改定説明会。

 今日は診療報酬改定の説明会へ参加するため、医事関係者が総出で近隣市町にある美術館のホールへ出かけた。
 移動のための車は病院のワンボックスと、乗り切れない人のためにもう一台ワゴン車を用意し、俺とY君とで運転することにした。
 今回はI君もMさんも参加する。可能ならそれぞれ別の車に乗せたいと思っていたら、その辺はボスがちゃんと配慮していて、集合時刻の30分前にY君・ボス・Mさんをワゴン車で先行させる段取りができていた。やってきたMさんを見ると、ある意味でヲタク向けのロングストレートからゆるくウェーブがかかったセミロングへと髪型がすっかり変わっていた。恐らく隣室に陣取る当院事務方の大ボスであるSさんからの入知恵で、I君除けということだろう。
 ワゴン車を見送り、ワンボックス組が集合するのを待つ。
 派遣のお姉さん達に混じって、派手な私服のI君がやってきた。お前、スーツで来いって言ったのに…。

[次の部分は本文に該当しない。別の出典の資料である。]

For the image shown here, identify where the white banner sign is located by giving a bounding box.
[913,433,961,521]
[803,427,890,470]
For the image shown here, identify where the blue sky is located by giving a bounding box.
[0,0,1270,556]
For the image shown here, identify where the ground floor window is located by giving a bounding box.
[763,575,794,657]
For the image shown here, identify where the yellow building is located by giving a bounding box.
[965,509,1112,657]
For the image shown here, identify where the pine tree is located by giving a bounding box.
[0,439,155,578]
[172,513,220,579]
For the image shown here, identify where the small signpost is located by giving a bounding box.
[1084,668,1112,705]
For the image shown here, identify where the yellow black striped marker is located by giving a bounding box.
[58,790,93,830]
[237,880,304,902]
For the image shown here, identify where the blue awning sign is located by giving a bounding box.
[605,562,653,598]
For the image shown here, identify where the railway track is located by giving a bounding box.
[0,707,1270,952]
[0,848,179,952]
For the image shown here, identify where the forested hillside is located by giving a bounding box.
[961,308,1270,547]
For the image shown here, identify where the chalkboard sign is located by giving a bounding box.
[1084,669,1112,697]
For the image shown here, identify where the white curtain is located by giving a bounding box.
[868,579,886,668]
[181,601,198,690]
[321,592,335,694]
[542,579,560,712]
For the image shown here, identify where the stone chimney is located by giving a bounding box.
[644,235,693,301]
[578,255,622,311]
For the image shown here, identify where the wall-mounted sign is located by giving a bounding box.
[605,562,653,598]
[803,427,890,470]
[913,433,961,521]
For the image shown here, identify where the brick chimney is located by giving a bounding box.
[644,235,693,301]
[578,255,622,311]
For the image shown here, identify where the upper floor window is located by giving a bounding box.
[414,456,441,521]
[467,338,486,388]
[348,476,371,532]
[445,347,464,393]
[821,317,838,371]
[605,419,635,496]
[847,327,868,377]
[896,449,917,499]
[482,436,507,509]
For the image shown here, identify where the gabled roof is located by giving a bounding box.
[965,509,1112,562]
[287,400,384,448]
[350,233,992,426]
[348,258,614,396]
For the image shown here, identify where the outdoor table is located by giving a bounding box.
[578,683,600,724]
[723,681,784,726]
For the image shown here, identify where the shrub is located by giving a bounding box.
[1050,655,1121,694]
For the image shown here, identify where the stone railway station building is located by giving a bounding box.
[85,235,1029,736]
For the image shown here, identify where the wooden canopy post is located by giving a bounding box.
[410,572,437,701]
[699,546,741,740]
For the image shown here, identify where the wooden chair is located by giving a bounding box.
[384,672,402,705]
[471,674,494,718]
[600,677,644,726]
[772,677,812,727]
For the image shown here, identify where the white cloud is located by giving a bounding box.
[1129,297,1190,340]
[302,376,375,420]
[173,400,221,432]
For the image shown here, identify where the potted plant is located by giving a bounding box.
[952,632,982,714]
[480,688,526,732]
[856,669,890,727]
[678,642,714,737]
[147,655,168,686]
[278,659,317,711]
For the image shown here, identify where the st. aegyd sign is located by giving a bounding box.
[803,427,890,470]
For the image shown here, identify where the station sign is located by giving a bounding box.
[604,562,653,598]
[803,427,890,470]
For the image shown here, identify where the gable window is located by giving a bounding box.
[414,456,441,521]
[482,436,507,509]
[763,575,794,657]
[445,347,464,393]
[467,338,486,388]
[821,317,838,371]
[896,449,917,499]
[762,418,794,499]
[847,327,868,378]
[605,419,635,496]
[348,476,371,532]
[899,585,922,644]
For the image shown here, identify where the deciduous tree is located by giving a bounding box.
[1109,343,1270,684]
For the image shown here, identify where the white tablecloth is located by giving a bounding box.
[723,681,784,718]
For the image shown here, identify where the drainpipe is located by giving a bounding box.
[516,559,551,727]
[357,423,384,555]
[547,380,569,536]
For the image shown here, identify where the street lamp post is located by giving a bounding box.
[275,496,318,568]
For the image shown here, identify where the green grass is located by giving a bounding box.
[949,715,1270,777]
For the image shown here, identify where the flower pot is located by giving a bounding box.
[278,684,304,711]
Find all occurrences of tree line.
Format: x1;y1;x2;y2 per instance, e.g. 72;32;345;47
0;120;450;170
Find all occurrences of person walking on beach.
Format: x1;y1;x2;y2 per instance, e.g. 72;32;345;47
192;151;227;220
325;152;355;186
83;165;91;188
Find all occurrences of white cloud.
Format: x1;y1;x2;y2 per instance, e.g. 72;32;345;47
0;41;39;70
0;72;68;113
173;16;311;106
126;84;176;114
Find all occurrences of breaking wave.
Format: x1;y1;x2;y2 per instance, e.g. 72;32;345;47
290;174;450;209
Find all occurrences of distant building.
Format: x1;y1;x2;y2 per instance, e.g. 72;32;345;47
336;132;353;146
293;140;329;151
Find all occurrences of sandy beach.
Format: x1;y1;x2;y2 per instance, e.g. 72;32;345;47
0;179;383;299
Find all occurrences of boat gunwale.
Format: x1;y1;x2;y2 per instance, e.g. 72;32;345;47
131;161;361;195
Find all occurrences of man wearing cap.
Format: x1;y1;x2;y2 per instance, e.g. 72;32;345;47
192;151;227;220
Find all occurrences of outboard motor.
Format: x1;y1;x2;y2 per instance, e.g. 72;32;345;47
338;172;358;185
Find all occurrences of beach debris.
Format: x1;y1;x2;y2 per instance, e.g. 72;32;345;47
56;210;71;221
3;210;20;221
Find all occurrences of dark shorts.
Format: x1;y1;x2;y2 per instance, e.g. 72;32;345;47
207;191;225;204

 実はこちらにも乗り合わせが危険な2人がいる。まぁ、こっちはいい年した大人だからそれほど気にはしないが、隣り合わせで座らせると車内全体に嫌な空気が漂うのが明白だったので、その一方が集合場所に現れると直ちに無理やり助手席に座らせた。
 その一方…管理部門のS君は、彼のボスであるUさんと犬猿の仲である。犬猿の仲というのは正確ではない、上司であるUさんを尊敬できなくなったS君がUさんを無駄飯ぐらいと毛嫌いして口も聞かなくなっている。Uさんはというと、S君に対して業務の命令も指導もできる能力がなく、またそのことを自覚しているのかとにかくS君に関わらないよう距離を置いている。そのためUさんの元で発生した業務はUさんのキャパシティを超えてもS君に助けを求めることもままならず、未消化のままで溜まっていき期限を迎えては周辺の関係者が尻拭いに歩くような日々だ。
 幸い、俺はそのどちらとも関係は良好だから個人的には困らない(もちろん4月以降に迷惑を蒙ることになるのだが)。Uさんは仕事に関することを除けばお喋り好きでフレンドリーな近所のオッサンであり、決して悪い人ではないのだが、今の管理部門ではすっかり浮いた存在になってしまっている。
 往路は最後部に座って小さくなっているUさんをバックミラー越しに眺めながら、隣のS君からのUさんとの仕事の愚痴を聞くという楽しくないドライブだ。
 しかも天候も大荒れだ。
 美術館に着くと、先に着いていたボスがちゃんと会場内のホールである程度席を押さえてくれていた。俺はなるだけMさんやS君から離れた位置に座ろうと、I君とUさんを連れて最前列の空いた席へ向かったが、振り返るとI君がそれとなくMさんに近い席へ滑り込もうとして、またそれとなくボスがそれを阻止するように派遣のお姉さんでMさんの周りを固めようとして、不自然な混雑が起きていた。I君にこっちが空いてるから来るようにと声を掛けると彼は素直に従ってくれたが、すぐそばに近寄られたMさんがI君の方へ目線を送ることはなかった。
 
 説明会は2時間ほどで終わり、相変わらず降り続く雨の中、来た道を取って返した我々。
 Uさんの仕事をどうやって代理で処理していくか悩ましいと愚痴を続けるS君をよそに、俺は車内の誰とも口を聞かず黙り込んでいるI君が気になった。
 しかし今日はそれ以上声を掛けることはできなかった。